The development of molecularly imprinted polymer (MIP) nanomaterials for disease biomarker detection has emerged as a promising approach in diagnostics, offering high specificity, stability, and cost-effectiveness. These synthetic receptors mimic natural molecular recognition systems, enabling selective binding of target biomarkers such as proteins, nucleic acids, and small molecule metabolites. Advances in imprinting strategies and nanomaterial integration have expanded their utility in point-of-care diagnostics and multiplexed detection platforms.

Imprinting strategies vary depending on the biomarker class. For proteins, epitope imprinting is widely used, where a short peptide sequence representing the target protein's binding site is imprinted instead of the whole protein. This approach circumvents challenges associated with the size and structural complexity of proteins. Alternatively, surface imprinting techniques create cavities on nanomaterial surfaces, preserving the protein's native conformation. For nucleic acids, MIPs are designed to recognize specific sequences or structural motifs, such as single-stranded DNA or microRNA. Small molecule metabolites, due to their lower molecular weight and structural simplicity, are imprinted using bulk polymerization or sol-gel methods, often with covalent imprinting to enhance specificity.

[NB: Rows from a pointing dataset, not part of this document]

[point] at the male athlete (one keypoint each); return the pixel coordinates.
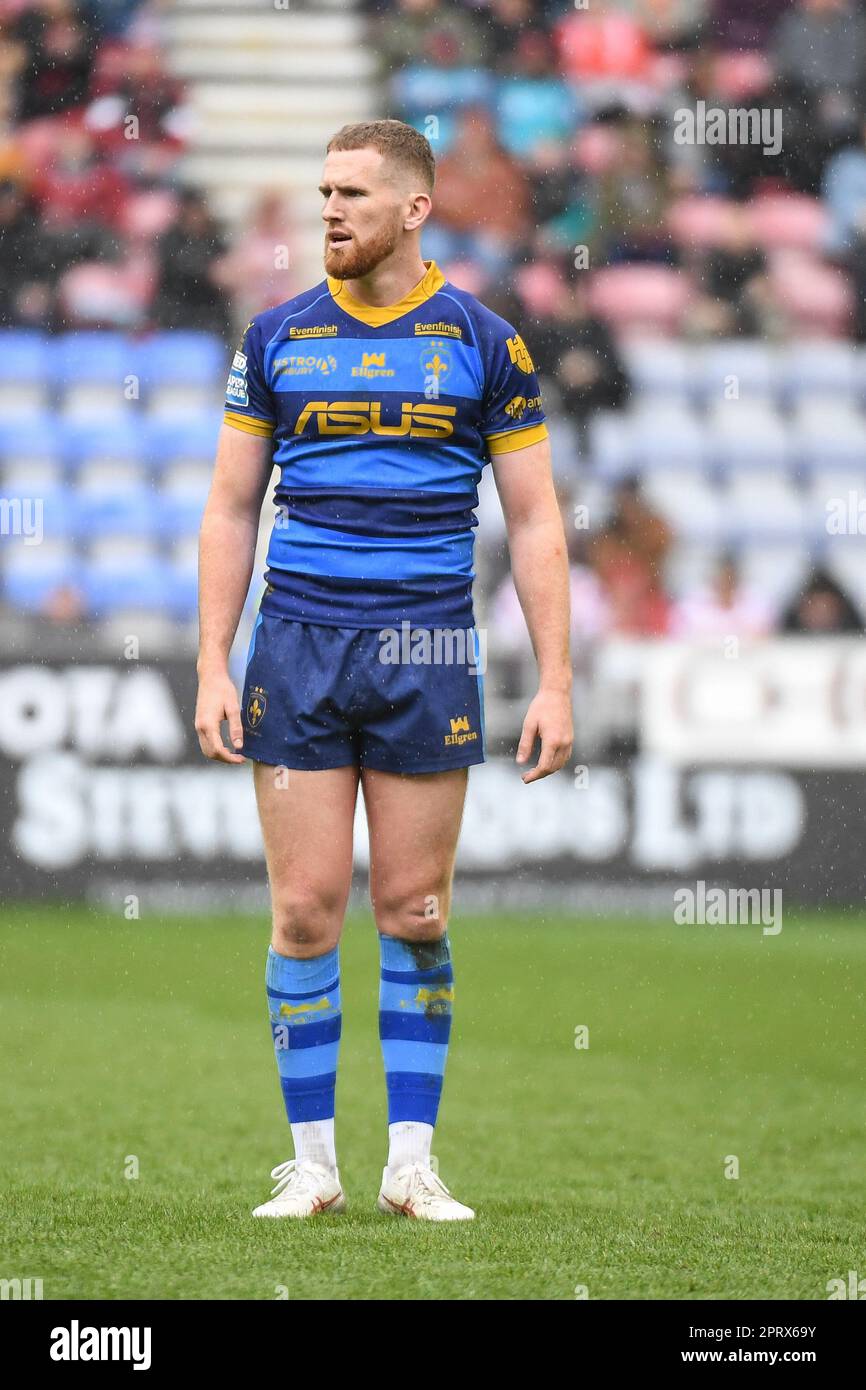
(380, 395)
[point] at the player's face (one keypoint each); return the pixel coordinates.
(364, 211)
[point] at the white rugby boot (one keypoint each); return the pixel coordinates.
(303, 1189)
(414, 1190)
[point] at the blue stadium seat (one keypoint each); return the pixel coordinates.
(610, 445)
(24, 356)
(749, 434)
(744, 366)
(178, 359)
(667, 435)
(659, 369)
(178, 516)
(829, 437)
(120, 439)
(182, 594)
(29, 577)
(189, 439)
(131, 512)
(819, 369)
(114, 588)
(100, 357)
(31, 438)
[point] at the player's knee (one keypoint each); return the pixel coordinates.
(306, 923)
(410, 916)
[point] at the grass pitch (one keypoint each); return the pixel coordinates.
(143, 1045)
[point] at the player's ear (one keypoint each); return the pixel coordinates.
(419, 211)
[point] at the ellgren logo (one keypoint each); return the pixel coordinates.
(460, 731)
(520, 353)
(77, 1343)
(296, 366)
(373, 364)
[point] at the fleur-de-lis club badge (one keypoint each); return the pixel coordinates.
(256, 706)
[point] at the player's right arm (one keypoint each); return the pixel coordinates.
(227, 551)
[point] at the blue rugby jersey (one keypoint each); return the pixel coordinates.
(382, 420)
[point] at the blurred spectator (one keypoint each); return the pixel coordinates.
(562, 199)
(844, 192)
(726, 608)
(481, 209)
(744, 24)
(819, 54)
(64, 606)
(256, 271)
(822, 608)
(417, 31)
(591, 613)
(59, 57)
(631, 202)
(628, 558)
(819, 46)
(78, 191)
(578, 356)
(186, 293)
(534, 103)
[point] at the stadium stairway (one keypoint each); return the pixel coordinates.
(268, 82)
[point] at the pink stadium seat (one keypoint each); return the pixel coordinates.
(641, 298)
(598, 47)
(791, 221)
(540, 288)
(595, 149)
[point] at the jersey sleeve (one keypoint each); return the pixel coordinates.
(512, 410)
(248, 401)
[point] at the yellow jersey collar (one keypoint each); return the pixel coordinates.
(376, 316)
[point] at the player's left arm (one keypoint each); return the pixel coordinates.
(540, 569)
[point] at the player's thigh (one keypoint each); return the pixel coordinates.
(414, 824)
(307, 822)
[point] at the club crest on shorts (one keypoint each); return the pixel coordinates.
(256, 706)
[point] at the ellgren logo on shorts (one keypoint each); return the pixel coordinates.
(435, 360)
(520, 353)
(460, 731)
(256, 706)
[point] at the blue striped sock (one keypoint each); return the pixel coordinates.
(416, 994)
(305, 1007)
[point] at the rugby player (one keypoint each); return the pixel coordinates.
(380, 395)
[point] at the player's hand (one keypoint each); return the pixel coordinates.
(548, 719)
(217, 702)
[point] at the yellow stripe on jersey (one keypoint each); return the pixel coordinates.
(250, 424)
(377, 316)
(512, 439)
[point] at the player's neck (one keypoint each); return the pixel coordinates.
(389, 282)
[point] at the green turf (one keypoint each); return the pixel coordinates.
(599, 1168)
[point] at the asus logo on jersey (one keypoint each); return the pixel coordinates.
(373, 364)
(417, 421)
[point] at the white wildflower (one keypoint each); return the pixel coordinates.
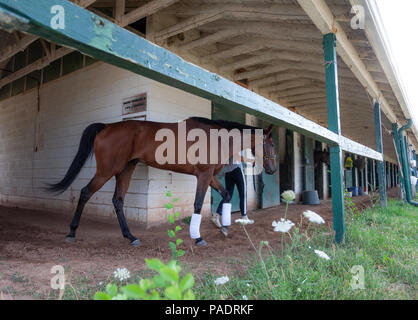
(221, 280)
(313, 217)
(283, 225)
(288, 196)
(122, 274)
(322, 254)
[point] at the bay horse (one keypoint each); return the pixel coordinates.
(119, 146)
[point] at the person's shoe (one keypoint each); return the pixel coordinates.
(216, 221)
(247, 219)
(224, 231)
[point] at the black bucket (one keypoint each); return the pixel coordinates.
(310, 197)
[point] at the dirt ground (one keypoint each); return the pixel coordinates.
(31, 242)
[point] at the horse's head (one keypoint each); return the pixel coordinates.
(269, 151)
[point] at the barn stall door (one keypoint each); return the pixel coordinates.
(221, 113)
(271, 189)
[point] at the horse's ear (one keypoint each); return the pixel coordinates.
(268, 130)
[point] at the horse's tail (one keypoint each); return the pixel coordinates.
(85, 150)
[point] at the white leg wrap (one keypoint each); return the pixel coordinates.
(226, 214)
(195, 226)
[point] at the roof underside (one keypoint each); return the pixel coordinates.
(271, 46)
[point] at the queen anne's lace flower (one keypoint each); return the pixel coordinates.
(283, 225)
(288, 196)
(122, 274)
(322, 254)
(313, 217)
(221, 280)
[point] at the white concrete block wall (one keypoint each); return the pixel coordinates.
(68, 105)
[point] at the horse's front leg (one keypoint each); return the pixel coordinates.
(203, 181)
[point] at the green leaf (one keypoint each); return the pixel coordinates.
(187, 282)
(169, 274)
(120, 296)
(112, 289)
(189, 295)
(159, 282)
(134, 291)
(145, 284)
(171, 233)
(180, 253)
(154, 264)
(102, 296)
(172, 245)
(170, 219)
(173, 293)
(154, 295)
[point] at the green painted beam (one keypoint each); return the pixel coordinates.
(334, 124)
(379, 147)
(97, 37)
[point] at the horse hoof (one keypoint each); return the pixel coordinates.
(201, 243)
(70, 239)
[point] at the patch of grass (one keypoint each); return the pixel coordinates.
(382, 241)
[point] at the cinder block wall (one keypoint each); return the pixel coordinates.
(38, 147)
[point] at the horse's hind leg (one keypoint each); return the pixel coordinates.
(122, 185)
(94, 185)
(226, 198)
(203, 181)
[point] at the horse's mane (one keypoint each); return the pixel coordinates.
(224, 124)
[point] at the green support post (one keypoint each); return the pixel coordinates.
(334, 124)
(379, 148)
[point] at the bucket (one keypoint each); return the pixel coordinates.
(310, 197)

The integration of MIP nanomaterials into point-of-care diagnostic formats has been demonstrated in lateral flow assays, electrochemical sensors, and microfluidic devices. Lateral flow assays incorporating MIPs have achieved detection limits comparable to antibody-based tests, with the added advantage of robustness under harsh conditions. Electrochemical sensors leverage the conductivity of MIP nanomaterials for label-free detection, enabling real-time monitoring of biomarkers. Microfluidic platforms combine MIPs with miniaturized detection systems, facilitating rapid analysis of complex biological samples. Multiplexing capabilities have been enhanced by spatially patterning different MIPs on sensor arrays or using distinguishable nanomaterials, such as quantum dots or magnetic nanoparticles, for simultaneous detection of multiple biomarkers.

Despite these advances, challenges remain in imprinting large biomolecules. The flexibility and conformational variability of proteins can lead to heterogeneity in binding sites, reducing MIP specificity. Additionally, the hydrophilic nature of biological fluids can interfere with hydrophobic interactions critical for MIP recognition. Strategies to address these challenges include incorporating hydrophilic monomers, using zwitterionic polymers to resist nonspecific adsorption, and optimizing crosslinking density to balance cavity rigidity and accessibility.

Clinical validation studies have demonstrated the potential of MIP nanomaterials in real-world applications. For example, MIP-based sensors for cardiac troponin I achieved a detection limit of 0.2 ng/mL in serum, with a linear range covering clinically relevant concentrations. In another study, MIPs targeting prostate-specific antigen showed 95% concordance with ELISA results in patient samples. For small molecule detection, MIP nanomaterials have been validated for therapeutic drug monitoring, such as imprinted polymers for theophylline with recovery rates exceeding 90% in blood samples.

The robustness of MIP nanomaterials in complex matrices has been further validated in studies involving saliva, urine, and whole blood. For instance, a MIP-based sensor for cortisol in saliva demonstrated a correlation coefficient of 0.92 with LC-MS measurements. Similarly, MIPs for glucose detection in whole blood showed less than 5% interference from common metabolites like ascorbic acid and uric acid.

Future directions include improving imprinting efficiency for larger biomarkers, enhancing signal transduction mechanisms, and scaling up production for commercialization. The combination of MIP nanomaterials with emerging technologies, such as wearable sensors and artificial intelligence-based data analysis, could further revolutionize disease biomarker detection. With continued development and validation, molecularly imprinted polymer nanomaterials are poised to become a cornerstone of next-generation diagnostic systems.